Pada tahun 1974, ia memulai kegiatan penanaman pohon di muka rumahnya. Ada 9 batang pohon yang ditanamnya itu.[1] Tahun 1977, ia mendirikan Gerakan Sabuk Hijau, sebuah organisasi akar rumput nonpemerintah yang bertujuan menjamin sumber penyokong kayu bakar dan mencegah erosi tanah. Kampanye itu menggerakkan wanita miskin dan menanam lebih dari 30 juta pohon hingga kini. Sampailah pada tahun 2004, sedikitnya ia telah menanam sebanyak 40 juta batang pohon di Afrika. Maathai berhasil memulihkan kerusakan hutan yang teramat hebat di sana. Hal itu oleh sebab menjelang akhir abad ke-20, hanya 2% lahan yang bertumbuhkan hutan di Kenya. Lain sekali dengan rekomendasi PBB yang mengharuskan 10% lahan harus ditumbuhi hutan.[1] Selama bertahun-tahun, penebangan liar telah menimbulkan kurangnya air segar dan kayu bakar serta mutu tanah yang menurun. Kelangkaan hutan di sana membawa risiko serius terhadap kehidupan jutaan rakyat Kenya. Mereka hidup di dalam kemiskinan dan kelangkaan pangan kronis.[1] Maathai bisa memotivasi ibu-ibu dari anak-anak kekurangan gizi untuk mengumpulkan bibit tanaman, menggali sumur, dan menjaga semaian dari hewan dan manusia. Karena jasa-jasanya itu, ia digelari Mama Miti (bahasa Swahili: Ibu dari Pepohonan).
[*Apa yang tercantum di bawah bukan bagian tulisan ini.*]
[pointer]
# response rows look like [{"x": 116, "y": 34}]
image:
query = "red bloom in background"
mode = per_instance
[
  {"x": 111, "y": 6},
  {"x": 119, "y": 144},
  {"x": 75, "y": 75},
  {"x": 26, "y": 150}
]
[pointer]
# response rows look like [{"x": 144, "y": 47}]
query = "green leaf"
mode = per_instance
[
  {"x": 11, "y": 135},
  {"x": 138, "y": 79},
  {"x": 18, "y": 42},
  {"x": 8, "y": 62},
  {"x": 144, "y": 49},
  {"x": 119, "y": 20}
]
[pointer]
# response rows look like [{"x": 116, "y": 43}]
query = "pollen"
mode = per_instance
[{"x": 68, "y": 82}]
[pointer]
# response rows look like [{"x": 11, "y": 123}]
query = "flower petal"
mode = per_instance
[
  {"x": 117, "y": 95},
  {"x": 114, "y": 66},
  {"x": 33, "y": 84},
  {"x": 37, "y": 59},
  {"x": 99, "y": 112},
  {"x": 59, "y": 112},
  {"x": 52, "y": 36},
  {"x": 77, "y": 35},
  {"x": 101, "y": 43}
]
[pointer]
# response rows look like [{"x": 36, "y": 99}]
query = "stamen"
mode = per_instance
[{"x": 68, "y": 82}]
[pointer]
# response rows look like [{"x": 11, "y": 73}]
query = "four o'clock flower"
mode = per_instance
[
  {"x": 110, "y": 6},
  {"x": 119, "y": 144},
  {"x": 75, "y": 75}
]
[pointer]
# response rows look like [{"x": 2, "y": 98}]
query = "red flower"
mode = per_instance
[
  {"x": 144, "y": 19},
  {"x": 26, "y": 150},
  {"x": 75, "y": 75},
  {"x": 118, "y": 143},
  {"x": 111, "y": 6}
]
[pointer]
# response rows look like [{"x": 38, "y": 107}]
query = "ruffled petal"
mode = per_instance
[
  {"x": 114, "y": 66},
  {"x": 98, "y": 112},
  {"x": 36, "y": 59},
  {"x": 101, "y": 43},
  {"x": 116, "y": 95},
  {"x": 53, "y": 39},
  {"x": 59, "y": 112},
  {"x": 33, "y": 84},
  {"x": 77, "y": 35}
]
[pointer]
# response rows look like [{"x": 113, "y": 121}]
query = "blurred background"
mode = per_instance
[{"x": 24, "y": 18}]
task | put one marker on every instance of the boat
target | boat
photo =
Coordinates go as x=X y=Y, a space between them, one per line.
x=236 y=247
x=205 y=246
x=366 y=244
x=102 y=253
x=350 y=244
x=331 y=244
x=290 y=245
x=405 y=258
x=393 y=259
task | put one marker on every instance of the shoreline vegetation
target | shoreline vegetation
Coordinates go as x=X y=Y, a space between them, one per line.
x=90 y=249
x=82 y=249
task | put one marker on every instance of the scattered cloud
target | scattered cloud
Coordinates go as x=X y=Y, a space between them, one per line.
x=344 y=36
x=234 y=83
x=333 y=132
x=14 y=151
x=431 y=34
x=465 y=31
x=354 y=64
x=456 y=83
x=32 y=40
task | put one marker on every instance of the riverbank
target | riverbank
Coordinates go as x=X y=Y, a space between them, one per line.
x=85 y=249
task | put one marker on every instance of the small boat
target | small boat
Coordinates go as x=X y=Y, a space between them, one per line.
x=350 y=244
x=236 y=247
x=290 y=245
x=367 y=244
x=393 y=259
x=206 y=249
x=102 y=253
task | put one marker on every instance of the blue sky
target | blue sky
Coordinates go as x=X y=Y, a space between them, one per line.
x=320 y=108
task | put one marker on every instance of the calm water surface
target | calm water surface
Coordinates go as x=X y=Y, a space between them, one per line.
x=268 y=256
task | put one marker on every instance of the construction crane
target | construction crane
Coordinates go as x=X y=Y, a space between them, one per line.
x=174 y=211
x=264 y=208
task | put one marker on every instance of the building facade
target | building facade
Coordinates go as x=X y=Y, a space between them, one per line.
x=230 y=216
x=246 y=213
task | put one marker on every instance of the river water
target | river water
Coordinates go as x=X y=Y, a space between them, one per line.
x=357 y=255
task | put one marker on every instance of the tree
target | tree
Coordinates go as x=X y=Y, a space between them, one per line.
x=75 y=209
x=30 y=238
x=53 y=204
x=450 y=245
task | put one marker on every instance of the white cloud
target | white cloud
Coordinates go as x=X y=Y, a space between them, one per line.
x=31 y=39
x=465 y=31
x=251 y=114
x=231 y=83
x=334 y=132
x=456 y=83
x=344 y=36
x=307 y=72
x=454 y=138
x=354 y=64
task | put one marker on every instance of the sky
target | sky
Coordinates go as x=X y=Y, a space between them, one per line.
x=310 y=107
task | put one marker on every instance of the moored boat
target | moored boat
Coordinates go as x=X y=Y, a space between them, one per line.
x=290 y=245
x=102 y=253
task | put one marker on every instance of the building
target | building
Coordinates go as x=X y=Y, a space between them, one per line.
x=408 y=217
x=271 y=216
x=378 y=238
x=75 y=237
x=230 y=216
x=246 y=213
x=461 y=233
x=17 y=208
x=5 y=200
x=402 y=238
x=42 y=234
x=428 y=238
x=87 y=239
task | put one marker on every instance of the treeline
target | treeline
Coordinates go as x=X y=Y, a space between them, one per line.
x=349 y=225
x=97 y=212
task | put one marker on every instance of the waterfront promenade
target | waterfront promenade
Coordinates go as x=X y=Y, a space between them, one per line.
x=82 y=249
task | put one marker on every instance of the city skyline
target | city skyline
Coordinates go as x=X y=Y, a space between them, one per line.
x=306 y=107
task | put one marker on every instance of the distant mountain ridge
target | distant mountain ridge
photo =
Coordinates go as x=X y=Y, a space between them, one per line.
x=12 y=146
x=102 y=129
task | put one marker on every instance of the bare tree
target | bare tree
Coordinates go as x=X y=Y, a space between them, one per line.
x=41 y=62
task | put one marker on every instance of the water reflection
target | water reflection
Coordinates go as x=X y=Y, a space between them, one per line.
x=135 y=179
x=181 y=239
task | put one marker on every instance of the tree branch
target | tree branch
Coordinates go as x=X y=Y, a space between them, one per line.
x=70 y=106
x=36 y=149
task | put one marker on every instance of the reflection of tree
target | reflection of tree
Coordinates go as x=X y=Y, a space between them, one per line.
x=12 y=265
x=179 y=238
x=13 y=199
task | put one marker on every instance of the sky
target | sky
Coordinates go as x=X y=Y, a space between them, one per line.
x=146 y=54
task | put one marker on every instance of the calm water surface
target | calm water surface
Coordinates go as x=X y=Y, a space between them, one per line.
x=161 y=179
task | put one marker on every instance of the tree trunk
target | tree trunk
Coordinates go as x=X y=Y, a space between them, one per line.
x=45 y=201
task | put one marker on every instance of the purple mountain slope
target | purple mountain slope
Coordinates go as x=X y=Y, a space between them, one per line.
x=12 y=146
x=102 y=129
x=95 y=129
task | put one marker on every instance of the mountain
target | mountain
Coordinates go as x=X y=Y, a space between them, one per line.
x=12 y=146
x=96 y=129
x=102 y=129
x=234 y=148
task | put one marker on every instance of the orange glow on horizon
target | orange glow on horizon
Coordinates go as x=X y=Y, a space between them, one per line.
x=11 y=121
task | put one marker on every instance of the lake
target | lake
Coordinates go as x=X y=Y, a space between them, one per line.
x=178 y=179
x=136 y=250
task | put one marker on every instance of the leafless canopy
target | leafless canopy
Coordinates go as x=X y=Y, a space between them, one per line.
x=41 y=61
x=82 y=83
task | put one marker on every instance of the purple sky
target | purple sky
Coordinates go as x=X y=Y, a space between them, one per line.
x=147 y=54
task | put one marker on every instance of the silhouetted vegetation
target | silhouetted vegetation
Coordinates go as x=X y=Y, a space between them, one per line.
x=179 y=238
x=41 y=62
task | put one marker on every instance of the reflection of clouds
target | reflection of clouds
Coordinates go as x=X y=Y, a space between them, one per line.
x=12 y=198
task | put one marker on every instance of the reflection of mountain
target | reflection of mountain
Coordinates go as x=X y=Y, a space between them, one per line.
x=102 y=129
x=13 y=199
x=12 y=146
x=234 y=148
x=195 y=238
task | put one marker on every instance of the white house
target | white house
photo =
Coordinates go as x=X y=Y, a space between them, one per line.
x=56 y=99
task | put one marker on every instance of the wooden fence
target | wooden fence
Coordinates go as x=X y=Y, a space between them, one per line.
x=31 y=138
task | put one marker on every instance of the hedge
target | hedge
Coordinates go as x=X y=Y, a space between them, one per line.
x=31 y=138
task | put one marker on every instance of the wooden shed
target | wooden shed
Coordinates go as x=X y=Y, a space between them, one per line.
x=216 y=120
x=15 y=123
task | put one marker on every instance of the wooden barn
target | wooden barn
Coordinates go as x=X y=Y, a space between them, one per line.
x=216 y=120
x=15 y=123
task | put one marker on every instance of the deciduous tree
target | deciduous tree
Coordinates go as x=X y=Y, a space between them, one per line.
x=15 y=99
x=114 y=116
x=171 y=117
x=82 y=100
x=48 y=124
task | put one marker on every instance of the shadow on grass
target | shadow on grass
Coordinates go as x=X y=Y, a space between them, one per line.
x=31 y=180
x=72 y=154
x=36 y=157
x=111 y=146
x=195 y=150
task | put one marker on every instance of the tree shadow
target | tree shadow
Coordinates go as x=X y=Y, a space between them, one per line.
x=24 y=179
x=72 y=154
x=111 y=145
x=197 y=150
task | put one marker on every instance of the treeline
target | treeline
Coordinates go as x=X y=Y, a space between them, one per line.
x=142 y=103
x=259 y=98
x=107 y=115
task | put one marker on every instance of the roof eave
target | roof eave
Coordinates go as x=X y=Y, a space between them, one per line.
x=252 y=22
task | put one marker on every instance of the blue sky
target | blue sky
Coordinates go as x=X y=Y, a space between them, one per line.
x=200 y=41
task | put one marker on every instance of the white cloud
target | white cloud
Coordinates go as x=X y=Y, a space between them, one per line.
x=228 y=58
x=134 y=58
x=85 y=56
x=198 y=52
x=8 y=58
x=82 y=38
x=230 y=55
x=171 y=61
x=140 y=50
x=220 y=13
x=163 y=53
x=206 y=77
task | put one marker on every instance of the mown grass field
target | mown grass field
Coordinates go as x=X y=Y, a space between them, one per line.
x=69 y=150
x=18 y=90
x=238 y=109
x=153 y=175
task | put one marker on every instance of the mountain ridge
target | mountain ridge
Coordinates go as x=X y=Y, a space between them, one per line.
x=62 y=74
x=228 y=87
Dari 1976 sampai 1987 Maathai aktif dalam Dewan Nasional Kenya untuk wanita, Maendeleo Ya Wanawake, yang diketuainya antara 1981–1987. Gerakan Sabuk Biru, yang muncul di saat yang sama, kemudian berkampanye pada isu-isu pendidikan dan gizi. Gerakan Sabuk Biru merupakan organisasi akar rumput non pemerintah di bidang lingkungan hidup,dan mempekerjakan ribuan sukarelawan.[1] Maathai sendiri telah memulai tantangan baru; sebagai contoh, ia adalah anggota Dewan Penasihat Perlucutan Senjata PBB.

Pada masa rezim Daniel Arap Moi, Maathai sempat ditahan beberapa kali dan mengalami penyerangan karena tuntutannya untuk pemilihan umum multipartai, pemberantasan korupsi, dan mengakhiri politik kesukuan. Termasuk dalam perjuangannya adalah penyelamatan Taman Uhuru di Nairobi pada tahun 1989 dari konstruksi kompleks bisnis Kenya Times Media Trust oleh rekanan Moi. Pada 1997, ia berkampanye untuk menduduki jabatan Presiden Kenya namun kalah setelah partainya menarik pencalonannya.

Pada Desember 2002, Maathai terpilih menjadi anggota Parlemen Kenya dengan 98% suara. Pada 2003 ia diangkat sebagai Asisten Menteri Lingkungan, Sumber Daya Alam, dan Margasatwa. Pada tahun yang sama, ia juga mendirikan Mazingira Green Party of Kenya

Penghargaan

Di samping Hadiah Nobel Perdamaian, Maathai menerima sejumlah penghargaan lain, termasuk Right Livelihood Award (1983), Woman of the Year Award (1983), Woman of the World Award (1989), Africa Prize (1991), juga Penghargaan Petra Kelly 2004 dari Yayasan Heinrich Böll Jerman. Ia menerima 3 gelar doktor kehormatan dari Amerika Serikat dan Norwegia.

Referensi

  1. ^ a b c d Hendryo, Bambang (Februari 2013). Hutan Indonesia: Paru-Paru Dunia. Cetakan ke-2. Hlm.5 – 6. Jakarta: Verbum Publishing. ISBN 978-979-1467-04-9.